Professor Sarah Coakley FBA
As an alumna of Murray Edwards (New Hall, as it then was), I was struck from the moment I entered the College for my admissions interview (long ago in December 1969) by the distinctive atmosphere created by the bold architectural lines of the buildings and the equally liberative intellectual liveliness of fellows and students.
Degrees and honours
- MA,(Cantab),
- PhD (Cantab),
- ThM (Harvard),
- Honorary doctoral degrees in theology from the universities of Lund, St. Andrew's and from the General Theological Seminary, New York,
- Gifford Lecturer 2012 (Aberdeen),
- Fellow of the European Academy of Sciences and Arts (from 2013),
- and President of the British Society for the Philosophy of Religion (2013-15).
Research interests
- Analytic and continental philosophy of religion, from Kant to the contemporary period.
- Religious epistemology (especially in the so-called 'spiritual senses' tradition).
- Systematic theology.
- Evolutionary theory, the phenomenon of evolutionary 'cooperation', and the metaphysics of biology.
- Feminism and gender in relation to philosophy of religion and theology.
Biography
Professor Sarah Coakley read Theology at Cambridge as an undergraduate and then went to Harvard as a Harkness Fellow, where she took a ThM degree.
Returning to Cambridge to start her doctorate on Ernst Troeltsch's christology, she was appointed almost immediately to a junior lectureship at Lancaster University, where she was successively lecturer and senior lecturer. In 1991 she moved to Oriel College, Oxford, where she became that college's first woman fellow. In 1993 she was invited to join the faculty of Harvard Divinity School as a full professor, and became Mallinckrodt Professor of Divinity in 1995. In 2007 she was appointed to the Norris-Hulse Professorship at Cambridge, and returned to Cambridge in 2008. From January 2011 to September 2014 Professor Coakley served as deputy chair of the School of Arts and Humanities.

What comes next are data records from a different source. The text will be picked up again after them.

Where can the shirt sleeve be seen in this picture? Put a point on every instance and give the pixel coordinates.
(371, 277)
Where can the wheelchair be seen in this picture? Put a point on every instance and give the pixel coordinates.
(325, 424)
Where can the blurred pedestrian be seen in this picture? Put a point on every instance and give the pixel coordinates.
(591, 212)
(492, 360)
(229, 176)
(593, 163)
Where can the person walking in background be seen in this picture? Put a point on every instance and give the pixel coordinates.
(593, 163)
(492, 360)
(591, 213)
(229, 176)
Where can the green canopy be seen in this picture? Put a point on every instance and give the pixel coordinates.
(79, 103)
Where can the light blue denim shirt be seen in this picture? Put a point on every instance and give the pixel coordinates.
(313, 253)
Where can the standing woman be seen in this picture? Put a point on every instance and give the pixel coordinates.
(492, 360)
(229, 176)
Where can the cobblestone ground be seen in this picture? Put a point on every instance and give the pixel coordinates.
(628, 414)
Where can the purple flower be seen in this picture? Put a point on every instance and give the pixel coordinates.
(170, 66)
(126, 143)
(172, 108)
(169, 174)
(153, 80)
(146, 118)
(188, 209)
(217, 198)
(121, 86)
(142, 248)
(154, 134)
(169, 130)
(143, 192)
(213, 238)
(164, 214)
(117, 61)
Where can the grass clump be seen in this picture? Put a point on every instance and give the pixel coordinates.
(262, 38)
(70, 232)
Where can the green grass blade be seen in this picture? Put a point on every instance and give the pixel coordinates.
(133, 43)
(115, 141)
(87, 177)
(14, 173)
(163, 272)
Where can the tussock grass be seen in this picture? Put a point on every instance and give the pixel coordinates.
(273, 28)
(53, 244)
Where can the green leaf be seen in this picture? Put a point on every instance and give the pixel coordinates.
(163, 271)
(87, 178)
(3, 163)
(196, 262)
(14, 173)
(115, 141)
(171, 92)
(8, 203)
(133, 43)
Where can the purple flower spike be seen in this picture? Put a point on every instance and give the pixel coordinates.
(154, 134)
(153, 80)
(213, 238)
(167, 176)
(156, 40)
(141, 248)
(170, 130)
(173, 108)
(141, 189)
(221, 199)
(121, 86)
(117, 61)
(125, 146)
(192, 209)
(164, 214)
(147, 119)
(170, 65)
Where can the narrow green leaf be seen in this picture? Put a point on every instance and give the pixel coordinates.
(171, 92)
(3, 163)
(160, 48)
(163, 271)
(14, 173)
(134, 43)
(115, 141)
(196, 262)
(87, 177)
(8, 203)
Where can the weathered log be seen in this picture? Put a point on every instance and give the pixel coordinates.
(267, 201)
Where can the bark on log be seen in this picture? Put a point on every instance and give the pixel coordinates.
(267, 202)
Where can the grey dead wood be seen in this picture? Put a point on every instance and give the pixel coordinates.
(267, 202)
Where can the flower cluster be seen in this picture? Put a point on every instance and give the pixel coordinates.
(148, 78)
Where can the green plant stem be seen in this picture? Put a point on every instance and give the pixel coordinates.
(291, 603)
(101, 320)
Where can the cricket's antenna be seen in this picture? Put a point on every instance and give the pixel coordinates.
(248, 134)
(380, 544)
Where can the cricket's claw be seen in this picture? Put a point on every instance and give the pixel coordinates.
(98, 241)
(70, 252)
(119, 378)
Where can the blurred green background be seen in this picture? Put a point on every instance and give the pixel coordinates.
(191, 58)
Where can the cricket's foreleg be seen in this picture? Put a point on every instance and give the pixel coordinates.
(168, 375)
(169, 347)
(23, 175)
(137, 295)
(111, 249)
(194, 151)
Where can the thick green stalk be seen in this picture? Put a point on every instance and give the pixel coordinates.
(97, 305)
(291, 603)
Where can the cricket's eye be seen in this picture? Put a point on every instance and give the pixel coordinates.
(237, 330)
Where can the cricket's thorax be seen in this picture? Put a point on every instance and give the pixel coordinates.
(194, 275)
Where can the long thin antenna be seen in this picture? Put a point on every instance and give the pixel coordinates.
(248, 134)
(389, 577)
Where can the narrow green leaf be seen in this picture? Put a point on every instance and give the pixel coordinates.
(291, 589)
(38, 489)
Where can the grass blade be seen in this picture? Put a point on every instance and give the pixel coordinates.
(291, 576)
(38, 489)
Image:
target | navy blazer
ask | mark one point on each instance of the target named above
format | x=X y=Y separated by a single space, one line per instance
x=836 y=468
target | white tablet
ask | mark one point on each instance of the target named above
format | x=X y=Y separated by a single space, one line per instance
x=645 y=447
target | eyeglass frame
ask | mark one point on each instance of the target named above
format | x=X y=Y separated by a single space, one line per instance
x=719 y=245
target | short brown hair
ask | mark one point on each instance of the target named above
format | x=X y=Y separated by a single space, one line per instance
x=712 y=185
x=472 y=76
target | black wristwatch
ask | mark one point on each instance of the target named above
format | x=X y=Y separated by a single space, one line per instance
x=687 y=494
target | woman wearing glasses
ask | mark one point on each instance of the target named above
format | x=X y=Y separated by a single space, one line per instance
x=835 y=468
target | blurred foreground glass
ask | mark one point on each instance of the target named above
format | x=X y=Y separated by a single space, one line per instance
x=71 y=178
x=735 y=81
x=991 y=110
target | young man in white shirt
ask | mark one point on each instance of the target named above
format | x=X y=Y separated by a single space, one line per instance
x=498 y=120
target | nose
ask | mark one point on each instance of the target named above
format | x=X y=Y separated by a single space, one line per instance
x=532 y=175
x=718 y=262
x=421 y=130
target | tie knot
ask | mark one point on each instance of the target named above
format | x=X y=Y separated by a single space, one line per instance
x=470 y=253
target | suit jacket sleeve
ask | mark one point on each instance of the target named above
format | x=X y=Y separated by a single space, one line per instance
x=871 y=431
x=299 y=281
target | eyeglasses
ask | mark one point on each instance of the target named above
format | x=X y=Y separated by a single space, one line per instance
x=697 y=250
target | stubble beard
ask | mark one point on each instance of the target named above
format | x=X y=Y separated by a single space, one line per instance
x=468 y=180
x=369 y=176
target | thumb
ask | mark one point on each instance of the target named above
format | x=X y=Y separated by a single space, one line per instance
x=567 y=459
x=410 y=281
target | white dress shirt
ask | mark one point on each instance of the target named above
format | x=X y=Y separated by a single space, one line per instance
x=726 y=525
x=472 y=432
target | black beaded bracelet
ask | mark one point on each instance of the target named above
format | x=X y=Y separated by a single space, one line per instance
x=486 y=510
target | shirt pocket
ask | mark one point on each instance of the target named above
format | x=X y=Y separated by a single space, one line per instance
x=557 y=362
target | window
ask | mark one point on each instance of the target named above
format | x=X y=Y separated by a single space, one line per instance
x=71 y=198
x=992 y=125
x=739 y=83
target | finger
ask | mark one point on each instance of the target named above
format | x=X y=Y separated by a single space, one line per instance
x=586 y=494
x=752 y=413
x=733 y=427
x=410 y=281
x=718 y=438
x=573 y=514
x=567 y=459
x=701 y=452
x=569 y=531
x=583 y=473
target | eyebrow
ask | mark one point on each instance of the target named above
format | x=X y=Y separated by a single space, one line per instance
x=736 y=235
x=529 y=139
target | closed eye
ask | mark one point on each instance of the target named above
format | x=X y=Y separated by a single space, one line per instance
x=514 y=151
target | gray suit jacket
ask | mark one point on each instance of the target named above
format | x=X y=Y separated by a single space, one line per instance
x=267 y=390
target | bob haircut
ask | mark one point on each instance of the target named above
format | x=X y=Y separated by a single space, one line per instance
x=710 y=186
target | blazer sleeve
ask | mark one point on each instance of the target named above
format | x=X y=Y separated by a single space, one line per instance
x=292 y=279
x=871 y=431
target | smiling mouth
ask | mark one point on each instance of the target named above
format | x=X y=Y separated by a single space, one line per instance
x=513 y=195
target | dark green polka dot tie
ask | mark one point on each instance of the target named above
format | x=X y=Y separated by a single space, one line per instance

Professor Coakley has worked widely on interdisciplinary projects, most especially with the Harvard evolutionary biologist and mathematician, Martin A. Nowak, with whom she co-edited Evolution, Games and God: The Principle of Cooperation (Harvard UP, 2013). Out of that collaboration also sprang the materials for her 2012 Gifford Lectures, Sacrifice Regained: Evolution, Cooperation and GOd (forthcoming with Oxford UP).
From 2014-17 Professor Coakley held a major research fellowship from the Leverhulme Foundation, devoted to her continuing work on her systematic theology, the first volume of which appeared as God, Sexuality and the Self: An Essay 'On the Trinity' (Cambridge up, 2013).